October 6, 2009
Already renowned for its state-of-the-art cogeneration plant that recycles hot exhaust to generate steam, Amherst College’s electrical use has become even greener lately, thanks to a new agreement that’s bringing power to the campus from Canada.
College officials inked the initial three-month deal with TransCanada in June, and recently renewed it for another three months, primarily because the utility company produces about 50 percent of its electricity using renewable resources such as water and wind at a price that’s competitive with other providers.
“The power we were purchasing previously was primarily derived from traditional sources – coal, oil, natural gas and nuclear,” said Jim Brassord, associate treasurer and director of facilities at Amherst College. “TransCanada has a much stronger renewable component.”
“This agreement allows the college to buy greener electricity at a very competitive price during times when the cogeneration plant can’t provide enough for the college,” he added. “We’ve drastically reduced our CO2 emissions over the last few months as a result.”

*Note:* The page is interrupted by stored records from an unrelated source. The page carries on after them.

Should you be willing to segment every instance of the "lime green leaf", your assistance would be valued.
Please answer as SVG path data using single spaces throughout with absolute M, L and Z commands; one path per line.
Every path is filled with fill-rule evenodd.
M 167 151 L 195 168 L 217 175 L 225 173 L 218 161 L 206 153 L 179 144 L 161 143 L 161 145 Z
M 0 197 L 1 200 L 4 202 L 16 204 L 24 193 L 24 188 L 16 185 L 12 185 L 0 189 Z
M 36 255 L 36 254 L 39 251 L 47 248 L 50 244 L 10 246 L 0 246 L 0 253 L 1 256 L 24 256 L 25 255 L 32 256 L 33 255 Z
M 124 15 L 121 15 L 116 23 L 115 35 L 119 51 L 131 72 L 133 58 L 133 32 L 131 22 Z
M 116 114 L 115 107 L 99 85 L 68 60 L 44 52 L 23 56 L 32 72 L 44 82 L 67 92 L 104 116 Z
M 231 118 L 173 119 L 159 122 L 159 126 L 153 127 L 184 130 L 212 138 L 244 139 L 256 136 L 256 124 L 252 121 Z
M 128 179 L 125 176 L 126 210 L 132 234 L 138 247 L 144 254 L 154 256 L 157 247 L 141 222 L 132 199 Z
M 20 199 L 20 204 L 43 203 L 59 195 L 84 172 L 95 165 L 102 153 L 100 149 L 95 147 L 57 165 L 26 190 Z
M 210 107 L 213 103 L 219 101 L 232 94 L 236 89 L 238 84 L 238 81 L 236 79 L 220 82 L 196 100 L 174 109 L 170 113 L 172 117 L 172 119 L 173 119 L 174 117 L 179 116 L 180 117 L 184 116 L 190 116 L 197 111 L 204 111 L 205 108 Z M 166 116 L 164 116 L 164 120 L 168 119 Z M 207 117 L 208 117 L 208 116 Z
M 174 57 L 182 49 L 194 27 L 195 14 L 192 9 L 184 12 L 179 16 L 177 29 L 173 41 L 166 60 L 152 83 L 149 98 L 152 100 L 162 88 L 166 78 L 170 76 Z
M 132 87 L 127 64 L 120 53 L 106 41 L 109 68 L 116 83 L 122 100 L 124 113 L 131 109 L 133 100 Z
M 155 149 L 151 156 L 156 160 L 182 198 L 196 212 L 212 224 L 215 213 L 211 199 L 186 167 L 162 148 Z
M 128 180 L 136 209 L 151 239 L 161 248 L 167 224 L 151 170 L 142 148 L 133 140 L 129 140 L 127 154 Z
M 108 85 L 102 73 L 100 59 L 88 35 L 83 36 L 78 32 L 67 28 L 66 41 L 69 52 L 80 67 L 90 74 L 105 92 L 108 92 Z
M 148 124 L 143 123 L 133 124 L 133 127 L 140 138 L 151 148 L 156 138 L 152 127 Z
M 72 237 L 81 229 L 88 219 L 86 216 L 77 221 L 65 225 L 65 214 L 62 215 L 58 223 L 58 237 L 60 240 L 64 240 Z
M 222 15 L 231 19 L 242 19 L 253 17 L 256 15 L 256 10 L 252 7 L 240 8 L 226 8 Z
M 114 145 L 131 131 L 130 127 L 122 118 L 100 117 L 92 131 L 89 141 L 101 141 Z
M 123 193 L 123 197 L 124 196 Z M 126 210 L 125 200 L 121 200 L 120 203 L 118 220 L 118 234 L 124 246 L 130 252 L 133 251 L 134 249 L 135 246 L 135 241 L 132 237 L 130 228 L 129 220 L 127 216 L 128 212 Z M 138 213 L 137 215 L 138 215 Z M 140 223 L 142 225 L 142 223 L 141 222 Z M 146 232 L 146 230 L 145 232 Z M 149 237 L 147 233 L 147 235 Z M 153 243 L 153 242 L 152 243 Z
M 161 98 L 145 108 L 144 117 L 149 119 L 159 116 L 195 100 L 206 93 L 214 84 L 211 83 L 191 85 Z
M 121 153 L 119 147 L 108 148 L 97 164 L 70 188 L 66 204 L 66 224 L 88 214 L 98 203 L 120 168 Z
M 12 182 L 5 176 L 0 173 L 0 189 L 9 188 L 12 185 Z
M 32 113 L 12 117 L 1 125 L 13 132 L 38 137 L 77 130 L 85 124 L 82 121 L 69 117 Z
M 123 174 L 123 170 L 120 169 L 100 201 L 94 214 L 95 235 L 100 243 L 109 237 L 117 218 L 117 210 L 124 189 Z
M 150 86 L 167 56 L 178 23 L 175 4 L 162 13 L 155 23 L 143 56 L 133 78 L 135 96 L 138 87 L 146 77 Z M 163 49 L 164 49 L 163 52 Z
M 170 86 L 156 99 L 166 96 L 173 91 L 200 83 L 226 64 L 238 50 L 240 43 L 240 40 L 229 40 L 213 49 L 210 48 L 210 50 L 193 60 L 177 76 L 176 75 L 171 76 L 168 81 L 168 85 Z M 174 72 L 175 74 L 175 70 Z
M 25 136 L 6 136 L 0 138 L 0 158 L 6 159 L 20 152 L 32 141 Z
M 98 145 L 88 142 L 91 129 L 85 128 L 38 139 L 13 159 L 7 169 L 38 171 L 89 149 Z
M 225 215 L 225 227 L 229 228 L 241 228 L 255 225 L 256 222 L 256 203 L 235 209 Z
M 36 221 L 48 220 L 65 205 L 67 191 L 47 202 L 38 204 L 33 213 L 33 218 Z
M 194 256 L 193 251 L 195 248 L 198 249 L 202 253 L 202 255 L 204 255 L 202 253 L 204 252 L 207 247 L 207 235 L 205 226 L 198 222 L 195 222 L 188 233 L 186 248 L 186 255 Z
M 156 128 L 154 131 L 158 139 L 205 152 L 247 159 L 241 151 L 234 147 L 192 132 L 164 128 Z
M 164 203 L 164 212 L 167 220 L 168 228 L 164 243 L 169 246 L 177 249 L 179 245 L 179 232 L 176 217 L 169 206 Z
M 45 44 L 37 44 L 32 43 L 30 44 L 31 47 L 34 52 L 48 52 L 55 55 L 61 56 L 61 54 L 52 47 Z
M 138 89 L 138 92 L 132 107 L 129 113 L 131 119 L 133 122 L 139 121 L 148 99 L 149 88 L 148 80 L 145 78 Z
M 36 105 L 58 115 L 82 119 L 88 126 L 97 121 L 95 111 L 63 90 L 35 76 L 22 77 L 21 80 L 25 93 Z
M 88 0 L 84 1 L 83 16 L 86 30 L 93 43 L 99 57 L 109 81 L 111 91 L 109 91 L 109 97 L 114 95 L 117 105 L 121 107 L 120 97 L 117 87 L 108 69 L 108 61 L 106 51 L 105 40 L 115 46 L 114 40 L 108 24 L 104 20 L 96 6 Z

In another green energy development, the college has recently been designated as a Green Power Partner by the U.S. Environmental Protection Agency. The EPA's Green Power Partnership works with more than 1,100 partner organizations to voluntarily purchase green power to reduce the environmental impacts of conventional electricity use. Green power is generated from renewable resources such as solar, wind, geothermal, biogas, biomass, and low-impact hydro. EPA co-sponsors the Green Power Leadership Awards in conjunction with the U.S. Department of Energy and the Center for Resource Solutions.
Amherst College was singled out for its willingness to purchase Renewable Energy Credits (RECs) to offset the carbon from approximately 3 percent of its electrical load.
“The money we put into the system will help fund renewable energy projects that will offset the carbon that would have been produced by traditional means,” Brassord said.
It’s important to note that we didn’t take 3 percent of our utility budget to do this. Instead, three percent of our total power buy went into this voluntary program.”
The Green Power Partnership is a voluntary program that encourages organizations to buy green power as a way to reduce the environmental impacts associated with purchased electricity use. The Partnership currently has hundreds of Partner organizations voluntarily purchasing billions of kilowatt-hours of green power annually. Partners include a wide variety of leading organizations such as Fortune 500 companies, small and medium sized businesses, local, state, and federal governments, and colleges and universities.
Looking forward, Brassord said he hopes to continue using TransCanada or another comparatively greener utility company in the future to provide electricity to Amherst College.
“We’ll do all we can to continue this partnership because it’s proven to be cost effective and it’s reduced our environmental footprint,” Brassord said.